More to the point: is there, as a handful of critics have suggested, something questionable about Denis’s choice to make a film about victimhood that refrains from exploring the psychology of the victims? For all Créton’s natural, almond-eyed soulfulness, Justine remains an opaque enigma, while Chiara Mastroianni, playing Subor’s mistress, radiates loneliness and desperation but rarely seems to have a will of her own (that is, until she finally lashes out in a last-ditch act). Marco is our entry point into their sufferings, and he’s as much an outsider as we are: a passive, world-weary onlooker who’d rather be floating out at sea; the quintessential noir protagonist in over his own head. But all this, I think, serves to justify the supposed lack of empathy in Bastards. It suggests the extent to which the film’s shadowy corporate Paris is of a piece with Chinatown’s rotten-to-the-core Los Angeles, or the Chicago that told Tony Camonte in Scarface that the world was his: within a thoroughly amoral universe in which women are bought and bartered by men of absolute power, victimhood consists precisely in being commodified, flattened out, reduced to a cipher.

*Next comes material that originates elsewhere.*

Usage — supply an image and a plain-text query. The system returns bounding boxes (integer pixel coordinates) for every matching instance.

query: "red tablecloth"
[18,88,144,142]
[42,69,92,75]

It’s fascinating to watch a filmmaker so sensitive to the expressive potential of faces, bodies, and surfaces working in a genre that denies its characters the freedom to show what they’re feeling (and in some cases, the freedom to feel, period). You can sense Denis straining to read something behind Créton’s classical-statue gaze or Subor’s drowsy movements, or the way the dim hall-light reflects off Mastroianni’s exposed back during a staircase love scene (one of the film’s few moments of genuine tenderness), or above all in the film’s parade of weathered, bleary-eyed faces. But the surfaces, for the first time in any recent Denis film, remain surfaces: closed off, impassive, tight-lipped.
What the film amounts to, then, is an admission of failure—even, perhaps, of guilt. The crudely shot video footage that gives Bastards its final, stomach-churning twist is the piece of evidence the rest of the film has been apprehensively circling, or possibly spiraling helplessly into, and it couldn’t possibly have come from a fixed, ceiling-mounted camera as the film suggests. It’s shot, after all, in Denis’s unmistakable roving handheld style, and from that footage we might infer that there’s still one more bastard to account for in the film’s lineup of victims and abusers: the director, whose camera can’t help but reduce its subjects to manipulable collections of pixels.